Prepare to have your mind blown.
I will admit, I was trepidatious going into this one. I wasn't a big fan of Imaginary Girls and I thought this author just wasn't for me. But wow, this one blew me away. The writing style is really unique, it features a dual narrative that switches between ghost and girl, past and present but also has a strange time overlap. I was skeptical about how well this would work but, once I got used to it, it really did. There are actually three real main characters, Amber, a girl convicted of murder but widely believe to be innocent, Ori, a girl convicted of murder and widely believed to be a stone cold killer and Violet, a ballet dancer widely believed to be heartless. Amber is a very sympathetic character and Violet is decidedly, not. I applaud the choice of Amber as narrator. The obvious choice would have been Ori, with Amber as a mildly interesting side character, but I don't think that would have had the impact that Amber did. Vi is a pretty despicable character. She is driven by her desire to be a dancer, at any cost, and seems willing to push aside and stop on anyone who gets in her way. She is standoffish at best and downright mean at worst. Through both narrators, we get a fascinating view into their sense of guilt and the impact that it does (or doesn't) have on the psyche of a young girl.
The Walls Around Us holds two big mysteries. Interestingly enough, we learn the ending of both of them fairly early on. The rest of the novel is spent discovering the how and why which could have become tedious and boring, but didn't. I actually spent most of the book enthralled in both plotlines and created various theories as to the motivation behind the events. Through the story, we also glimpse a fascinating world of institutionalism and the impact that it can have on young people. I am a big fan of the Netflix show Orange is the New Black and couldn't help drawing parallels between the two.
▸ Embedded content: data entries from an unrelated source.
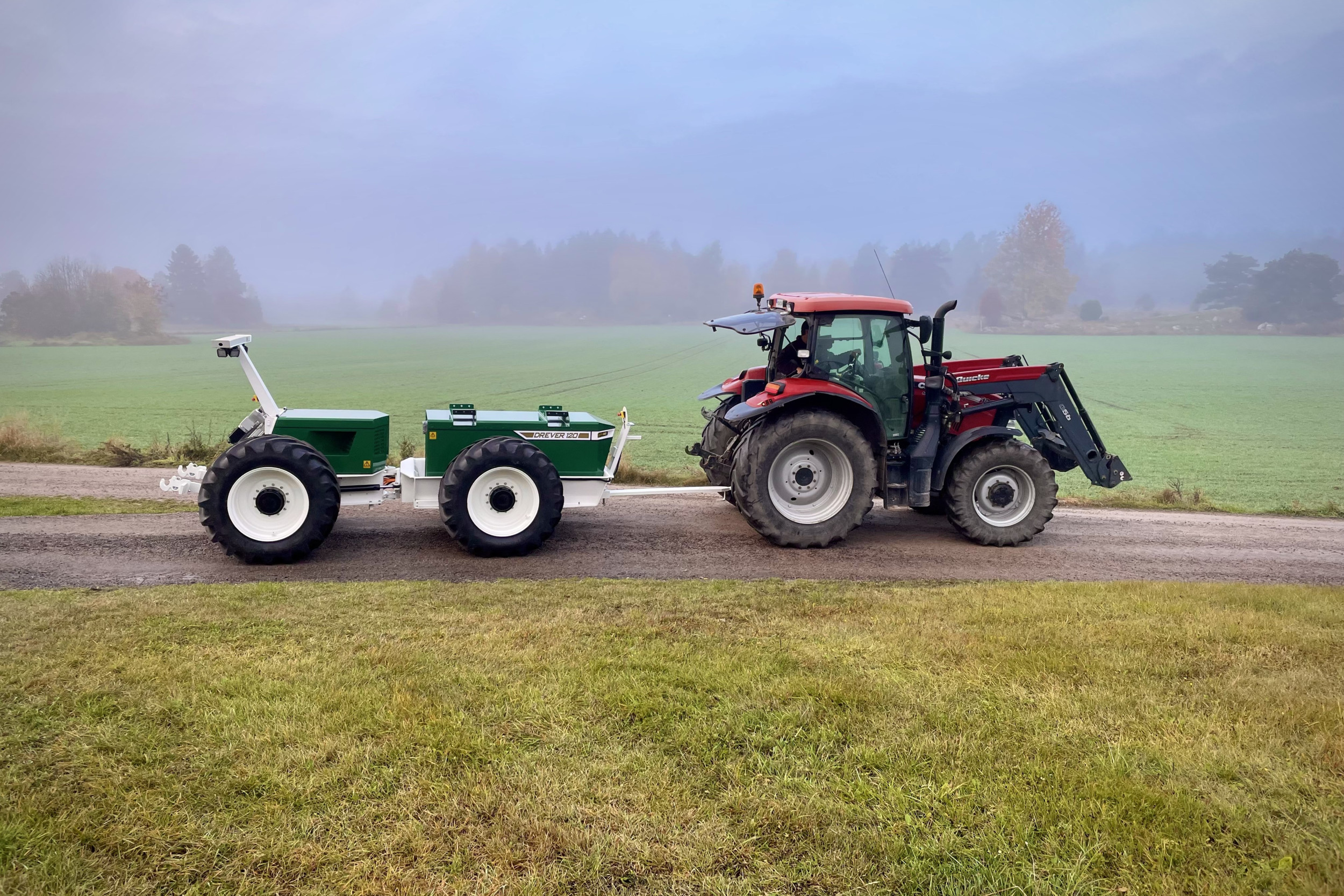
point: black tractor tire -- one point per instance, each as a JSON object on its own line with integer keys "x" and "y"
{"x": 785, "y": 439}
{"x": 522, "y": 486}
{"x": 716, "y": 440}
{"x": 1018, "y": 493}
{"x": 249, "y": 489}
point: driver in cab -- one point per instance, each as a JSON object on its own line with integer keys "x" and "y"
{"x": 789, "y": 363}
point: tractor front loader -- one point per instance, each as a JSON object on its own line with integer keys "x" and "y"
{"x": 840, "y": 414}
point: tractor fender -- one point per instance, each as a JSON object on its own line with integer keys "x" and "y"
{"x": 963, "y": 441}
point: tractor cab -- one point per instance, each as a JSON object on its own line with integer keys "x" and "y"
{"x": 818, "y": 342}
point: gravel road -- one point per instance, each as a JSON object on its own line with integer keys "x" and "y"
{"x": 687, "y": 536}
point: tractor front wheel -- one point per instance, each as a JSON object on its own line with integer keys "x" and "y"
{"x": 269, "y": 499}
{"x": 805, "y": 480}
{"x": 1000, "y": 493}
{"x": 501, "y": 497}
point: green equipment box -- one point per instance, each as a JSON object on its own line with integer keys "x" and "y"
{"x": 577, "y": 442}
{"x": 355, "y": 442}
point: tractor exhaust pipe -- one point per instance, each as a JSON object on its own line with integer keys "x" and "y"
{"x": 925, "y": 450}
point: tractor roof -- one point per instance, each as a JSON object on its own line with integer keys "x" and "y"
{"x": 826, "y": 303}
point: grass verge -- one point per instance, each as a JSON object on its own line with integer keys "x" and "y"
{"x": 22, "y": 440}
{"x": 1179, "y": 497}
{"x": 61, "y": 505}
{"x": 692, "y": 736}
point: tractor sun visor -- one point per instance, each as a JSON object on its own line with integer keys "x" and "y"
{"x": 752, "y": 323}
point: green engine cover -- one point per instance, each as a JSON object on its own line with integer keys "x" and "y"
{"x": 578, "y": 444}
{"x": 354, "y": 442}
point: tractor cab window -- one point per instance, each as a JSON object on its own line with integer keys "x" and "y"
{"x": 785, "y": 361}
{"x": 869, "y": 354}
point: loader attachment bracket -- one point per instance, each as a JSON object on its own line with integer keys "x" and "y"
{"x": 1054, "y": 420}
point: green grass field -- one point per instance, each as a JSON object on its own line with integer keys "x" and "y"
{"x": 1256, "y": 422}
{"x": 58, "y": 505}
{"x": 699, "y": 736}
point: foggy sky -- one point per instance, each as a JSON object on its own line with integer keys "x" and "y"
{"x": 332, "y": 144}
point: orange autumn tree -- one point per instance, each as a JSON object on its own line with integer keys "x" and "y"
{"x": 1030, "y": 269}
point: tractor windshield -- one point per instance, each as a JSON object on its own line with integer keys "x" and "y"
{"x": 870, "y": 355}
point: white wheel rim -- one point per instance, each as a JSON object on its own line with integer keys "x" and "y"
{"x": 268, "y": 504}
{"x": 1004, "y": 496}
{"x": 518, "y": 516}
{"x": 811, "y": 481}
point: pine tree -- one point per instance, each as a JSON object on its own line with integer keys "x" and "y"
{"x": 1030, "y": 268}
{"x": 1229, "y": 283}
{"x": 232, "y": 302}
{"x": 186, "y": 300}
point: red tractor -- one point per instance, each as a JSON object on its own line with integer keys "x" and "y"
{"x": 840, "y": 413}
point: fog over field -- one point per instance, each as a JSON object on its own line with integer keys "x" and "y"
{"x": 398, "y": 160}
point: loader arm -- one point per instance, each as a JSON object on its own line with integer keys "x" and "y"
{"x": 1053, "y": 417}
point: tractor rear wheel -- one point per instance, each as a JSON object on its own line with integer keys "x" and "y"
{"x": 805, "y": 480}
{"x": 501, "y": 497}
{"x": 1000, "y": 493}
{"x": 269, "y": 499}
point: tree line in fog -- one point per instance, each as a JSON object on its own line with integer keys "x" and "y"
{"x": 69, "y": 299}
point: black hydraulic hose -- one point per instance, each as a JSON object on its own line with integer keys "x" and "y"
{"x": 925, "y": 451}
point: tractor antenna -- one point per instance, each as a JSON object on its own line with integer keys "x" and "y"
{"x": 883, "y": 272}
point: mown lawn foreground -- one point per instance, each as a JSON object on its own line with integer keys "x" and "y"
{"x": 692, "y": 736}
The ending did a number on my head. I have spent the last few hours thinking through the events and trying to get them straight in my head. I still haven't decided if I like things turning out the way they did or if I would have preferred something a little more cut and dry - but, if it had been, I probably wouldn't still be thinking about it, so there is that. The magical realism comes to a head and the reader is left trying to decipher what is real and what is a lie.